For any reasonable mountain bike, it is advisable to keep one finger on each brake at all times. How does this advice transfer to road bikes?
While @Batman makes some good points, round here we have some descents on narrow country lanes with high hedges and poor road surfaces. Modulating speed is much more important than on the open road. You might get up to 50 or even 60km/h on a clear stretch but then have to brake for a blind bend. You don't want to rely on braking too hard because of loose gravel or patches of mud on the road. We do also have open road fast descents but they tend to be on busier roads and I won't go into them.
I'm lucky enough to have discs on a tourer and can use continuous light braking at the back to control my top speed, then slow down with the front brake before a bend.
I prefer to do anything tricky on the hoods (these descents, traffic) and can crouch quite low if I do get a nice straight. So I like to have 2 fingers on the brakes as the index finger is very near the pivot - with index and middle fingers I've got all the stopping power I want (subject to road surface). In the drops, one finger is enough because it's got more leverage, but only if I've checked the brifters - when badly adjusted the tab you press when shifting to a bigger cog limits braking when it hits my fingers.

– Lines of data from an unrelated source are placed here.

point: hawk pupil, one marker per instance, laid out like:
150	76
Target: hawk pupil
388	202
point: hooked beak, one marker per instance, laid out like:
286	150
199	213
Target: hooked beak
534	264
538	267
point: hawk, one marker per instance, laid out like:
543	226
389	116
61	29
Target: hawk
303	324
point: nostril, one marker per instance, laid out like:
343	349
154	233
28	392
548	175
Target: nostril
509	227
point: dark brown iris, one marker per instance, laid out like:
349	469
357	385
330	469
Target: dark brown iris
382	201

I apply similar methods to other cases when sudden braking might be required, like in traffic (1 to 3 fingers depending on road surface, speed etc.)

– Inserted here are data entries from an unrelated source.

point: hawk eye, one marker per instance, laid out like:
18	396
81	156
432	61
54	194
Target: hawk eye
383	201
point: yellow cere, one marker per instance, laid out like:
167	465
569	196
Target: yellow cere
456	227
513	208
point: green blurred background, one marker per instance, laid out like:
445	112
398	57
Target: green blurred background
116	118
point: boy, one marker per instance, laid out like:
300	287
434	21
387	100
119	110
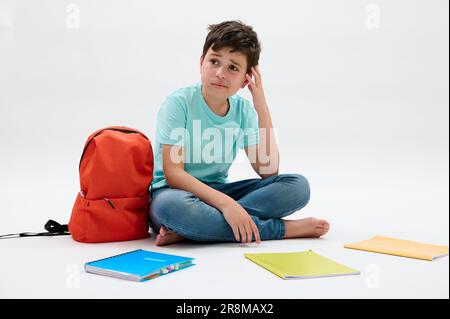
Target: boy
199	131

Let us define the parts of the bar according to this answer.
If you're riding in the hoods, you might have your fingers over the brake levers.
If you're in the drops, you're (usually) able to reach them (moreso on newer levers), but you probably don't have your fingers on the brake levers.

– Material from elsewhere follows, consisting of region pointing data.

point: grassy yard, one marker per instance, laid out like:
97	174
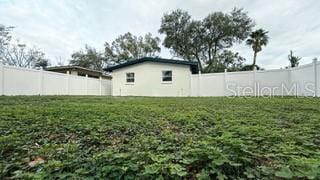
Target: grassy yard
168	138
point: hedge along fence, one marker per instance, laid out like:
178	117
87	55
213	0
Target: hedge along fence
23	81
300	81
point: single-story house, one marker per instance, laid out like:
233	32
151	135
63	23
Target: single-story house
79	71
152	77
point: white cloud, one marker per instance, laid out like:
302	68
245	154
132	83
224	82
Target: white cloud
61	27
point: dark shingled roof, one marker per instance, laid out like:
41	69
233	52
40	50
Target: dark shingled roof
193	65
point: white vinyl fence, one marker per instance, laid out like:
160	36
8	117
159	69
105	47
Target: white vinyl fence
22	81
300	81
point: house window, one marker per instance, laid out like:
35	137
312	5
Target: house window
166	76
130	77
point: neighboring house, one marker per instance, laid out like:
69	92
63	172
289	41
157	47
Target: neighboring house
152	77
79	71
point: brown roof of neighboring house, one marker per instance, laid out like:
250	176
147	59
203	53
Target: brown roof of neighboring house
78	68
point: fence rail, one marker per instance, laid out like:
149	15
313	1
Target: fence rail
23	81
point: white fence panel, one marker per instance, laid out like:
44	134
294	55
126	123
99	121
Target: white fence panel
240	84
23	81
93	86
55	83
106	87
302	79
77	85
274	82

On the tops, you probably won't be able to reach the brake levers unless you have interrupter or suicide levers.
Having constant access to the brakes isn't as necessary as it would be in mountain biking (where you're spending a lot of time modulating the brakes; road riding does this very little, primarily to stop, sometimes slow down or clean the rims in anticipation for braking). Of course, you'll pick also depending on the environment -- if you're riding in city traffic, you'll likely ride in a position that you have the best visibility and brake access. Note mountain bikes typically have one position; possibly an additional position via bar ends (unless you have a relatively rare drop bar mountain bike).
You'll choose your riding position according to preference or comfort (switch hand positions for comfort) in many cases, which will dictate your brake access.